The chemical reagent that in above-mentioned preparation embodiment 1~5 prepared by palmityl alcohol-palmitic acid-laurate phase-change material:Palm
Alcohol, palmitic acid and laurate are that chemistry is pure;Eu-Ce/TiO2Chemical reagent prepared by catalysis material:Butyl titanate is change
Learn pure, hydrochloric acid, ammoniacal liquor, europium nitrate, cerous nitrate, absolute ethyl alcohol are that chemistry is pure.
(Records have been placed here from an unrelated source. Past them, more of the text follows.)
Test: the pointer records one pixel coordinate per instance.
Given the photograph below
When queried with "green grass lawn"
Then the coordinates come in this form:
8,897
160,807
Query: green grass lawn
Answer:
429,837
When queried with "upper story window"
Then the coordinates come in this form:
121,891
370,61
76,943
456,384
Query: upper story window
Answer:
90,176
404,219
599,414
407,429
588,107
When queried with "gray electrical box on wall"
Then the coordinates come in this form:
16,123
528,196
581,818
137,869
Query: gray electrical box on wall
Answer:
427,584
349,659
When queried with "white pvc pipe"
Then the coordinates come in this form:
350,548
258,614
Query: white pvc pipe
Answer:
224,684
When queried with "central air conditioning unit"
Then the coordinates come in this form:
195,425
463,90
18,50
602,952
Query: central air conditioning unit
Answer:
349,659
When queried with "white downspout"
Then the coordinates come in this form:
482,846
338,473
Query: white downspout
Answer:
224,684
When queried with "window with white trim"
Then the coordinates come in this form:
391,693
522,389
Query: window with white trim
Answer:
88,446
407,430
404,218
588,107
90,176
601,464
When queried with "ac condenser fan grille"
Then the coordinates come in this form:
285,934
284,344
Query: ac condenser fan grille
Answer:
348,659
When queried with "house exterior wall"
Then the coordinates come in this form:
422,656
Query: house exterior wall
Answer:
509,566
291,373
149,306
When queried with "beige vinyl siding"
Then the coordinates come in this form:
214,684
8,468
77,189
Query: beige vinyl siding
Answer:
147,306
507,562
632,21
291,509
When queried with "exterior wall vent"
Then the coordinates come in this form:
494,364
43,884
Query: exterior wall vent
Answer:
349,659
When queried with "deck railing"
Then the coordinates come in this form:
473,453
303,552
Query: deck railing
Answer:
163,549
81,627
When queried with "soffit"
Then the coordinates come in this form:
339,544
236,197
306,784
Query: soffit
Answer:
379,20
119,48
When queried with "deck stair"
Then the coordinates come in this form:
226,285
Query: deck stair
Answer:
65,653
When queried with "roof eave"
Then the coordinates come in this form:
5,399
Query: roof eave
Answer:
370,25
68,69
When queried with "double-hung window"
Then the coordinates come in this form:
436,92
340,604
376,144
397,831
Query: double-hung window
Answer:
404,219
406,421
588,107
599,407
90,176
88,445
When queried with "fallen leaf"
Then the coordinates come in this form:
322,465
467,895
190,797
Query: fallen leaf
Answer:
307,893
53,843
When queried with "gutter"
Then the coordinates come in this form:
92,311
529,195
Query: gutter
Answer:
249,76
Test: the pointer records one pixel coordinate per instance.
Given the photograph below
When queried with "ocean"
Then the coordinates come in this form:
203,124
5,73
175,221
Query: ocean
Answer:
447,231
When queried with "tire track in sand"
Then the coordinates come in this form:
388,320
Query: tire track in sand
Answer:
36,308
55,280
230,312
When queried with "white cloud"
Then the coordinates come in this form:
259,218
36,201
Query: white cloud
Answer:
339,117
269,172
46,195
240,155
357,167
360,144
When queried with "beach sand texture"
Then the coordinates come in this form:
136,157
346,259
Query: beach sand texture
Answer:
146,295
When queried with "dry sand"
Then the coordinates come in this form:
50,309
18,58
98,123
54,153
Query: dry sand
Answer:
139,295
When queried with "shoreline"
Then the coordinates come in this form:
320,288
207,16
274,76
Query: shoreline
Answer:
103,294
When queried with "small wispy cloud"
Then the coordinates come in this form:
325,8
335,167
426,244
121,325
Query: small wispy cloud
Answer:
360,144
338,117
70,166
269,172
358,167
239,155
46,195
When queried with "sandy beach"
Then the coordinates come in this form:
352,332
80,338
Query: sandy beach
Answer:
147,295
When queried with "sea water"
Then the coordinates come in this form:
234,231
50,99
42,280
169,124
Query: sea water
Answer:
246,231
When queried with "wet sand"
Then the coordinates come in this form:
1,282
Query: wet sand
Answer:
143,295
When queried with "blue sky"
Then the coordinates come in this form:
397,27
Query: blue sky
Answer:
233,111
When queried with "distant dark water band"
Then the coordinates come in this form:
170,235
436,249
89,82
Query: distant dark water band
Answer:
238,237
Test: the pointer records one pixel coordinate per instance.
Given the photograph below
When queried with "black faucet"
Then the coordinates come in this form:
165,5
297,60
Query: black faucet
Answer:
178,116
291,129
The optic catalytic composite material sample with conditioning performance for preparing embodiment 1~5 carries out temperature adjusting performance, damping
Performance and air cleaning performance detection, its process are as follows:
1st, the temperature adjusting performance test of composite of the present invention
Optic catalytic composite material with conditioning performance is tested using the type differential scanning calorimeters of U.S. TA 2910
Phase transition temperature and enthalpy of phase change.The phase transition temperature and enthalpy of phase change of optic catalytic composite material embodiment 1~5 with conditioning performance
It is included in table 1.
Table 1 has the phase transition temperature and enthalpy of phase change of the optic catalytic composite material of conditioning performance
2nd, the humidity test of composite of the present invention
The sample that size is 50mm × 50mm × 5mm is made in optic catalytic composite material with conditioning performance, is put
Enter in the weighing cup through drying process and weighing (not tea cup with a cover lid), be put into vacuum drying chamber and dry.Contained in drier into conjunction
Suitable saturated salt solution (being shown in Table 2), makes the humidity needed for maintaining in drier, then will dry to the sample of constant weight and weigh note
Record, weighing cup (not tea cup with a cover lid) is respectively put into the drier of different relative humidity.Periodically weigh until before and after sample mass
Change is met untill requiring (difference before and after quality is not more than 0.01%).Similarly, successively decrease according to humidity and carried out moisture releasing process
Experiment, until moisture releasing process terminates.The equilibrium moisture content of sample is u, and formula is shown in its calculating:
In formula:m0For the quality of sample under drying regime, g;M is the sample mass after moisture adsorption and releasing, g.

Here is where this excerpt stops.